Я тоже желаю Лене счастья, но меня удивляет задиристый тон дяди Сережи.
— Ты чего?
— А ты чего? Думаешь, как стал помощником мастера…
— Еще не стал. Успокойся.
— Станешь. Знаю я вас таких!.. Вот так, если задуматься, зачем тебе? Молодой, здоровый. Семьи нет. А все туда же! Где-то лизнул, кому-то что-то сказал. Думаешь, я не понимаю, как эти дела делаются?
— Дядя Сережа, пошарь во лбу. По-моему, ты спишь.
— Дядя Сережа и спит, а все видит!.. — Он помолчал. — Ну ладно, положим, не делал ты ничего такого. Но ведь и другого не делал. Я мог бы. Позвали тебя, а ты: так, мол, и так. Есть тут у нас один человек. Надежный, волевой. Закладывал, пил, можно сказать, как лошадь. А потом захотел бросить — и бросил. Вот уж сколько времени ни капли во рту. Тебе эта должность — тьфу! А я человек на возрасте…
— А что — правда ни капли? Прямо-таки с тех пор?
— С тех пор! — И лицо у дяди Сережи посветлело. — Чудно мне! И как это вы живете — непьющие? Я прямо диву даюсь. Приду домой и думаю: а что это непьющие делают, когда с работы приходят? Ага, вспоминаю, телевизор смотрят. Смотрю телик. Потом надоест, что ж дальше, думаю? Ага, книгу читают. Читаю книгу. Иной раз интересные попадаются. Но больше так, про котов.
— Про каких котов?
— Да понимаешь, дома у меня, у племянницы, — как ни возьмешь книгу, так про кота. Или про собаку. И вот пишет, и пишет. И умная она, эта сучка, и разумная. Только что по-людски не говорит.
— Что ж тут плохого?
— А что хорошего? А если я, к примеру, собак не люблю? Могу я не любить собак?
— Нет, не можешь. Собака — друг человека.
— Знаем мы этих друзей. Это она тебе друг, пока ты в порядке. А ты вот попробуй под мухой по дворам походи, а я потом на твои штаны посмотрю… Здравствуйте! Здравствуйте, Федор Степанович!
Артиста сразу же как подменили. Он вдруг вскочил со скамейки, затопал туда-сюда. Загасил свою самокрутку, бросил на пол. Поднял, бросил в урну.
Начальник цеха в курилку заходит редко. А тут он вошел с сигаретой и стаканом чаю.
— Ну как дела, Муромцев, надумал?
— Думаю.
— Да не слушайте вы его, Федор Степанович! — захлопотал Артист. — Согласен он, согласен. И мы все согласны. Лучшего помощника мастера нам и не надо!
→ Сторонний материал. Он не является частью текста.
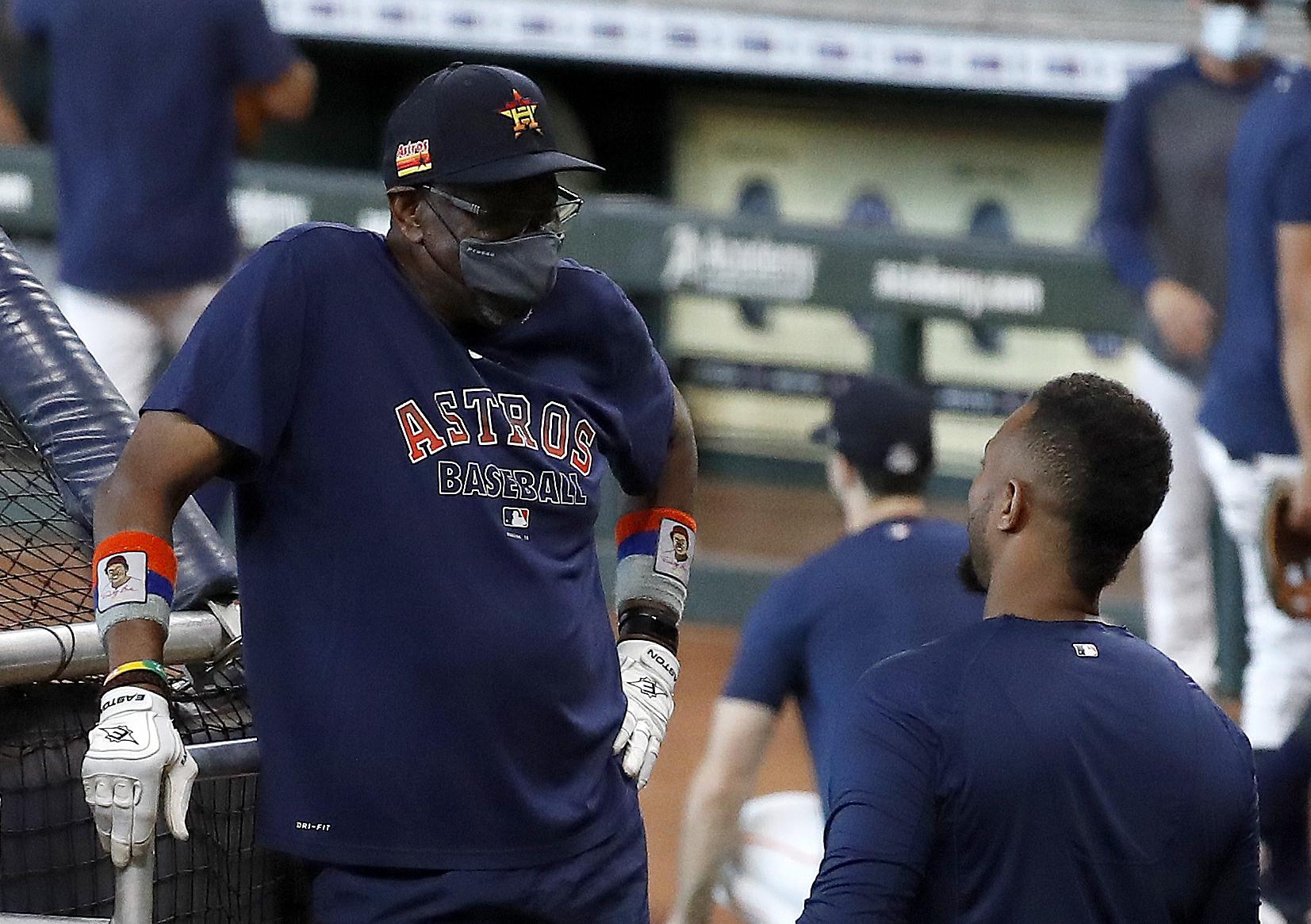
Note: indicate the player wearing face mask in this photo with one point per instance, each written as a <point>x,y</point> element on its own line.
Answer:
<point>1162,218</point>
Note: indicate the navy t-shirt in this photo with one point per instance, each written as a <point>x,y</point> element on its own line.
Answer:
<point>1028,773</point>
<point>818,628</point>
<point>1243,404</point>
<point>429,649</point>
<point>144,128</point>
<point>1163,188</point>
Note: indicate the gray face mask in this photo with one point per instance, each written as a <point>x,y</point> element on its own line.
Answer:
<point>508,278</point>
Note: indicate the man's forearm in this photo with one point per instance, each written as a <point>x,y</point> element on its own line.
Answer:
<point>1294,260</point>
<point>124,506</point>
<point>1297,378</point>
<point>650,606</point>
<point>164,462</point>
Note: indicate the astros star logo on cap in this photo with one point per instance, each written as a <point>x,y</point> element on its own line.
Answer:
<point>523,113</point>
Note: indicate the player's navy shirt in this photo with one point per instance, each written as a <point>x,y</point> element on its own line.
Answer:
<point>431,657</point>
<point>1163,186</point>
<point>819,627</point>
<point>144,128</point>
<point>1243,404</point>
<point>1025,773</point>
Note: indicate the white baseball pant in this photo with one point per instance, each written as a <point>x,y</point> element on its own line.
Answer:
<point>1277,682</point>
<point>1179,596</point>
<point>130,339</point>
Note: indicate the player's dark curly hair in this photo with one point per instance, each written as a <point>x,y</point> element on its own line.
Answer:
<point>1108,458</point>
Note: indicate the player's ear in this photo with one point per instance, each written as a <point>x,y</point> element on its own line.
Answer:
<point>405,214</point>
<point>1015,501</point>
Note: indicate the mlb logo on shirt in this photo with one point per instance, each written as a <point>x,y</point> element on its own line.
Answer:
<point>514,518</point>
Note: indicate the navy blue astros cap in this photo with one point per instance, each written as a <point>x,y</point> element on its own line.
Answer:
<point>476,125</point>
<point>881,424</point>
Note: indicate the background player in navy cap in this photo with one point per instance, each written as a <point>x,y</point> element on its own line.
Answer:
<point>453,738</point>
<point>1162,220</point>
<point>1044,765</point>
<point>144,125</point>
<point>1256,429</point>
<point>887,586</point>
— А ты почему расписываешься за него? — Федор Степанович говорил спокойно, но Артист занервничал еще больше. — И почему не на рабочем месте?
Вообще-то мы с дядей Сережей имеем право посидеть в курилке: у нас ученики у станков. Но Артист, Видно, не догадался сказать. Или ему хотелось оставить нас вдвоем.
— Верные ваши слова! Работа — дело святое. Ну, я пошел.
И какой-то не своей, медленной поступью он удалился прочь.
— Долго думаешь, — сказал Федор Степанович, — нам и надоесть может.
— С отцом надо посоветоваться. Все никак не соберусь.